Bonehead demanded, “So wat was hems, Beamo?” He looked at me, his eyes pleading for me not to answer the question he just asked. His fearless new faith had just tripped on those massive flying lights.
“I can’t say. Maybe they were flying tech goblins. The Mericans had developed sophisticated, self-flying machines they called drones right before their demise.”
“You don’t know much,” Tee said but he wasn’t looking at me. He was already peering up from the crossroads to the now moonlit trail ahead. “Thousand-year-old machines can’t lubricate themselves.” Tee’s quip only caused a few muffled laughs from the baffled outlaws.
“I know what I know,” I said back. “We’ll camp two hours ahead.

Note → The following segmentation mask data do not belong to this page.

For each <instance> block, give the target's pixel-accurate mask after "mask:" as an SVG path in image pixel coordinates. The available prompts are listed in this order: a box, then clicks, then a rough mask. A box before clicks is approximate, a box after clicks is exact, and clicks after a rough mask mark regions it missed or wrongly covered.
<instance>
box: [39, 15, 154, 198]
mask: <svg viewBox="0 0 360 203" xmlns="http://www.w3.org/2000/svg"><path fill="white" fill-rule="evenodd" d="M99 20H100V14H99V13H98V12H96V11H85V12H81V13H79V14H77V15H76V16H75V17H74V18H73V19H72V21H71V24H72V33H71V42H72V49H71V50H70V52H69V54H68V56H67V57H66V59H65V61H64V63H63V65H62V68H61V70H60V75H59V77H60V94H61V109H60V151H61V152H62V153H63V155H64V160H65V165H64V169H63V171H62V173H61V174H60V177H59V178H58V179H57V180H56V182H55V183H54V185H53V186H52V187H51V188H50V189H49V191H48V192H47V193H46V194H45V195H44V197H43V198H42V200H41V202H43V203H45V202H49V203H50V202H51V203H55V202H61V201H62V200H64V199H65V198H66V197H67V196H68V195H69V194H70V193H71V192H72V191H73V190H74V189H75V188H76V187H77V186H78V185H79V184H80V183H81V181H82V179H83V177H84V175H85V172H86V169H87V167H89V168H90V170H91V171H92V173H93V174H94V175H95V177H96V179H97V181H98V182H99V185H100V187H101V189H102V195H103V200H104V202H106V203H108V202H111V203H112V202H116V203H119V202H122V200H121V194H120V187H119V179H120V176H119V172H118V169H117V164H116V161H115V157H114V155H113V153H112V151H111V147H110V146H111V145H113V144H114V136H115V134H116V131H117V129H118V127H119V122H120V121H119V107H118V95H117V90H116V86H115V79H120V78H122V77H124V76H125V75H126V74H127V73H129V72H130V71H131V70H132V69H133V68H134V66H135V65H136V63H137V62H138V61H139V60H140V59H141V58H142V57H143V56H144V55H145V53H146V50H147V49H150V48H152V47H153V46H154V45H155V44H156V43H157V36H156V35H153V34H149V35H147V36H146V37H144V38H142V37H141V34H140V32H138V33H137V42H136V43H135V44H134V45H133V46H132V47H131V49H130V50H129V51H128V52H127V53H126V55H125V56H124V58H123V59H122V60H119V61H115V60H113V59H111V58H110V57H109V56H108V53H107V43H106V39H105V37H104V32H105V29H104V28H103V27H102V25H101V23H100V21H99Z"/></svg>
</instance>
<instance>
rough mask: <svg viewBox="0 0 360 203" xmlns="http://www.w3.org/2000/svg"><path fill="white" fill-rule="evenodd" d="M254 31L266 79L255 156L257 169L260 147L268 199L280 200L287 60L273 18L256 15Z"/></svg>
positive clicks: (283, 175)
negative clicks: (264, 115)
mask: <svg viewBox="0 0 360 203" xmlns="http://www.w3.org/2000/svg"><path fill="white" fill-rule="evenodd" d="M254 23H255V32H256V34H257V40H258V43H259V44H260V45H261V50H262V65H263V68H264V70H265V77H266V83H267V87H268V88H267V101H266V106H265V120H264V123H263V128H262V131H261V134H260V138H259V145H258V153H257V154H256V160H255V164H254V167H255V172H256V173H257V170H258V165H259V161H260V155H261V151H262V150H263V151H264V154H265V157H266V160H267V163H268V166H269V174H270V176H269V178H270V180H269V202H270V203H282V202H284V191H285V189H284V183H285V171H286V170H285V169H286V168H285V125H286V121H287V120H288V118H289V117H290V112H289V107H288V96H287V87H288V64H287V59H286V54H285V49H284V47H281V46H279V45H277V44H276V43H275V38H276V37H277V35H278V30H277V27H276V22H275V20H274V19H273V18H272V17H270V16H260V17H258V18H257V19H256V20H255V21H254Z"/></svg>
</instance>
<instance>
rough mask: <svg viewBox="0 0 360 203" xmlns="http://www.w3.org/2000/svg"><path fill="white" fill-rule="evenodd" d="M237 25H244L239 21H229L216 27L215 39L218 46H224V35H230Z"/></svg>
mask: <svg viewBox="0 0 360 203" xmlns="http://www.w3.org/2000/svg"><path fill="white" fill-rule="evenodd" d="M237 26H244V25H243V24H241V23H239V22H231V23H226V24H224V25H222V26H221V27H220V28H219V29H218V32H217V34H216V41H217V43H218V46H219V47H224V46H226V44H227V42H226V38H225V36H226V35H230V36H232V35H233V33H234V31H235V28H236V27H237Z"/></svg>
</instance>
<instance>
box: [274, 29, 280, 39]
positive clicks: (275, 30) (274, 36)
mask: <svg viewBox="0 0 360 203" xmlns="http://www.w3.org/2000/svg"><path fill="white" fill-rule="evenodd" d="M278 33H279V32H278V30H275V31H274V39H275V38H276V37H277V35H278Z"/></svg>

There’s no water anywhere between here and the Highsters’ main village in the Blue Mountains so conserve what you’ve got. I had to take a drink from my canteen after saying that then shot off at a moderate pace.
The trail ahead was well worn but not as smooth as it had been five years back. I had them camp on a mesa top. The Cursed River was a tiny moon-glinting ribbon far, far down below the shear side of the vast gorge behind where we camped but there was no way to climb down to fetch water. Trekkers with broken-down vehicles regularly died of thirst looking down at the big whitewater river or went crazy and jumped the cliff. The outlaws and goons set about erecting their tents. After Hopper and Joro chopped down the nearby stunted trees, everyone gathered around the one good-sized campfire for the night.